Gene Sets


Gene set files

User-defined gene sets can be created from within ErmineJ, or imported using several different formats. This way you can define gene sets yourself or use other schemes such as KEGG by providing an appropriate file for ErmineJ.

Knowledge of the formats gives you the ability to define gene sets outside of ErmineJ. When ErmineJstarts up, it looks for these files in a predefined location (see below) and loads them.

Gene set files created by ErmineJare saved in the directory ermineJ.data/genesets . (e.g., C:/Documents and Settings/[your user name]/ermineJ.data/genesets ). You should place your own “handmade” gene set files in this location so they are automatically visible to the software.

Note! If you create a gene set when using one platform, and then switch to another next time you run ErmineJ, ErmineJ will try to load your old gene sets. If any probes on the previous design match the identifiers on the current one, the gene set will be loaded to the extent it can. We may change this in a future version of ErmineJ, to provide more species and platform information in each file. Let us know if this is important to you.
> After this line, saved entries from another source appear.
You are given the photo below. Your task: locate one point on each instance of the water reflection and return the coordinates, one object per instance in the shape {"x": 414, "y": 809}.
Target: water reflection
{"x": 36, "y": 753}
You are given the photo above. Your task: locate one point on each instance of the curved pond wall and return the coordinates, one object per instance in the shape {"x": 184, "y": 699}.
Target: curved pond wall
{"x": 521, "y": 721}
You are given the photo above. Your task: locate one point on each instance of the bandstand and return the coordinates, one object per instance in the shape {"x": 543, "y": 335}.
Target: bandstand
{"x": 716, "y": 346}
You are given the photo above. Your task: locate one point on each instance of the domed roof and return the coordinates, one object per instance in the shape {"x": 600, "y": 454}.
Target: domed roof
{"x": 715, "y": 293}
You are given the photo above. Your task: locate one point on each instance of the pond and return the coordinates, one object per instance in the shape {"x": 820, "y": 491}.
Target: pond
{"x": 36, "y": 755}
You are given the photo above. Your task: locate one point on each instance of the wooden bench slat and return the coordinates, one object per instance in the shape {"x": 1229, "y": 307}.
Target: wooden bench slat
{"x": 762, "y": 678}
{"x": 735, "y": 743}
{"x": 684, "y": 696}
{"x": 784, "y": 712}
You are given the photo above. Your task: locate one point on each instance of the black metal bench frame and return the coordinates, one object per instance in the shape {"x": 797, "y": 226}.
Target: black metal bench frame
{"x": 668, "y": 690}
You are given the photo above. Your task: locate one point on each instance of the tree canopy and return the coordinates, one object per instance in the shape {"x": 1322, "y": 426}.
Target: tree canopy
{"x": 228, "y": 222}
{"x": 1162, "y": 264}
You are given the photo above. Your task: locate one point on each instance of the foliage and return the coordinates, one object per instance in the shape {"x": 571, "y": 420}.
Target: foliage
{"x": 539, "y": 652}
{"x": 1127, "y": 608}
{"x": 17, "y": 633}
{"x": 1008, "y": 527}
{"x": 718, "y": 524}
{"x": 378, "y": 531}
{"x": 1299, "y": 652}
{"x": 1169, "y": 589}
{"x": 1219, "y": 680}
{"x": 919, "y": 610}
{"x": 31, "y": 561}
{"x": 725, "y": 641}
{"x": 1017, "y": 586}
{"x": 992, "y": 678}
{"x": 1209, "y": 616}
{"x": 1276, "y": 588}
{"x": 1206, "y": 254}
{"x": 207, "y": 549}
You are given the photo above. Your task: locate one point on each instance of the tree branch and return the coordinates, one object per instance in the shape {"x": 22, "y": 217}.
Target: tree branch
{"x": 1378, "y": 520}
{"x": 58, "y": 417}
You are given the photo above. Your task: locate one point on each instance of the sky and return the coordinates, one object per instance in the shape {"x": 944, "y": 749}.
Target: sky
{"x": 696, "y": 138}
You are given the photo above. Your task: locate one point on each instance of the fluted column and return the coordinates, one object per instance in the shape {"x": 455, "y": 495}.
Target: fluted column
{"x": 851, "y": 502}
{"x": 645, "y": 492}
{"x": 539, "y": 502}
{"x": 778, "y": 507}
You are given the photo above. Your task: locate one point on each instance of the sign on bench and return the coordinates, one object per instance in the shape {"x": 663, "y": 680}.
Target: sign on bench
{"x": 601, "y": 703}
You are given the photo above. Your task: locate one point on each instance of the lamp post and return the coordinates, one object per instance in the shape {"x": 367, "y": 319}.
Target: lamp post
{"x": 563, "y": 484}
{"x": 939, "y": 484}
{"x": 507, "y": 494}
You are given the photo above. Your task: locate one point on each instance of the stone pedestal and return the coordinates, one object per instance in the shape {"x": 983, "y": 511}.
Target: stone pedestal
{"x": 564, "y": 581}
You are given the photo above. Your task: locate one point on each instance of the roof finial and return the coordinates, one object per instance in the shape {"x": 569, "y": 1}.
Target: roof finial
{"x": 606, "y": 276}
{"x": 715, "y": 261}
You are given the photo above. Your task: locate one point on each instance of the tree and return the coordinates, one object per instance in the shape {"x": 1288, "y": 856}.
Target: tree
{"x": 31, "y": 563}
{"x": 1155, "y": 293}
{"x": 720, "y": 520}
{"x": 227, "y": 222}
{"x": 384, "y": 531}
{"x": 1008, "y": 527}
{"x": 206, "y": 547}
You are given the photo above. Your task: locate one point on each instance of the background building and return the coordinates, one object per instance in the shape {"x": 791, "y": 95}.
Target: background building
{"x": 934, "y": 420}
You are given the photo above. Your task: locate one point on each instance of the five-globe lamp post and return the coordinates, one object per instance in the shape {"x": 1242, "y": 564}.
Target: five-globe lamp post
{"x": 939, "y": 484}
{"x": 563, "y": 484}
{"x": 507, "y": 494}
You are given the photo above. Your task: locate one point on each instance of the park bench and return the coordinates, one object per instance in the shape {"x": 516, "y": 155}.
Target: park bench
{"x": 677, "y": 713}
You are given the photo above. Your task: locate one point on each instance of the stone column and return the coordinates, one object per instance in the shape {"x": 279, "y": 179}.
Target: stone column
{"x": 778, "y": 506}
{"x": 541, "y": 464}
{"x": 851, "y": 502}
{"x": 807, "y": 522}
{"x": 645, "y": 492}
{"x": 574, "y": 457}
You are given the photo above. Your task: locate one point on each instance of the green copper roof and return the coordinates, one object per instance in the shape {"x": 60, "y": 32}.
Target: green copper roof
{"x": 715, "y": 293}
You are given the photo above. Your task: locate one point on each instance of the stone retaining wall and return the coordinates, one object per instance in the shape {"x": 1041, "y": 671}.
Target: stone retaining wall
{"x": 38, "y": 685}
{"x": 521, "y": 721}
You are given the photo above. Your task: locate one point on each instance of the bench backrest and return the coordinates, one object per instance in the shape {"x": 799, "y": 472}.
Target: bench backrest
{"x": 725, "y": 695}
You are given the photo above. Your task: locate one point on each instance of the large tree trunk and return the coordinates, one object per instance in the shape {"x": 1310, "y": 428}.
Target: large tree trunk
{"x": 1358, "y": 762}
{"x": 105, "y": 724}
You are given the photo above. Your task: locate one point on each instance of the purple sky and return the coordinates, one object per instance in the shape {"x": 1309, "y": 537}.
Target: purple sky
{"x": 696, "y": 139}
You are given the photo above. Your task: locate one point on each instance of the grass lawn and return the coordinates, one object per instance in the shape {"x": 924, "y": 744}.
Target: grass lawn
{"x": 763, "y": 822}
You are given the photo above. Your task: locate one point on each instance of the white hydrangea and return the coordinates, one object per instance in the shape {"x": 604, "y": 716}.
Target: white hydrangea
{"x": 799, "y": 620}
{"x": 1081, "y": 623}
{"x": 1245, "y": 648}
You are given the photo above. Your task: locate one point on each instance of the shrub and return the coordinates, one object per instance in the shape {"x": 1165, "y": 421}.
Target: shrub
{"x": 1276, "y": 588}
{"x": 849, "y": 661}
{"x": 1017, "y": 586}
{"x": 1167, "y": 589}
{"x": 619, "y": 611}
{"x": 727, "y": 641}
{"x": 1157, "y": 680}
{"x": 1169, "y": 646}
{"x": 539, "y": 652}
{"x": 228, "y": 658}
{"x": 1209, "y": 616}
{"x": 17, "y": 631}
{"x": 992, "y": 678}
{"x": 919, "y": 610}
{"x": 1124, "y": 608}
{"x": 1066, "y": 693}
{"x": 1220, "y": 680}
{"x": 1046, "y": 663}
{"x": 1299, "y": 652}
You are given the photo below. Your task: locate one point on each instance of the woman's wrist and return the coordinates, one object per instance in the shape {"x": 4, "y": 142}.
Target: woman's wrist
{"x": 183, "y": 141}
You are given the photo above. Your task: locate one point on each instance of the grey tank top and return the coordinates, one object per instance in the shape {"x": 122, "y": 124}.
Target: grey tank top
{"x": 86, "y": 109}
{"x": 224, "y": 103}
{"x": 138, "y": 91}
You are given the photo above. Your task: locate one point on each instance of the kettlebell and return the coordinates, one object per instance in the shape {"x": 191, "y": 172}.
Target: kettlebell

Note: Gene sets that have only one gene will not be shown. In addition, by default the user interface hides sets that are empty, even though the software knows about them (such as GO terms).You can reveal these with the context (pop-up) menu in the table or tree view.


Formats

You can either use the ermineJ-native format, a second format with one gene set defined per tab-delimited line, or import a simple list of genes.

Option 1: ErmineJ-native format

This format allows you to store one or more gene set in a single file with a very simple format, identified either by probe (handy for mapping to expression arrays) or gene symbols that match the ones in your annotation file. Here is a sample:

# this is a comment
probe
MyGeneSet
Genes I Like
36495_at
271_s_at
37983_at
34071_at
128_at
129_g_at
206_at
38466_at
32017_at
346_s_at
32018_at
====
probe
MySecondGeneSet
More genes I like
37983_at
34071_at
128_at
129_g_at
206_at
38466_at
32017_at
346_s_at

(or download the sample as a file)

The full description of the format is follows.

  • The file is plain text (ASCII)
  • There can be more than one gene set defined, demarcated by “===” on a line by itself.
  • Lines beginning with “#” are ignored.
  • Blank lines are ignored.

Within each gene set definition, you must declare at least four non-blank, non-comment lines:

  • The first line describes the type of identifier in the file and is either “probe” or “gene”. The former must match the identifiers in the first column of your annotation file. The second should match the symbols in the second column in your annotation file.
  • The second line is the unique ID or name of the gene set. This name must be distinct from other groups used in the session (including GO terms).
  • The third line is a longer description of the gene set. There is no limit to the length of this description but in practice it should be just a few words.
  • The fourth and subsequent lines are the identifiers (probe ids or official gene names).


Option 2: A tab-delimited file with one set per line (e.g. MolSigDB)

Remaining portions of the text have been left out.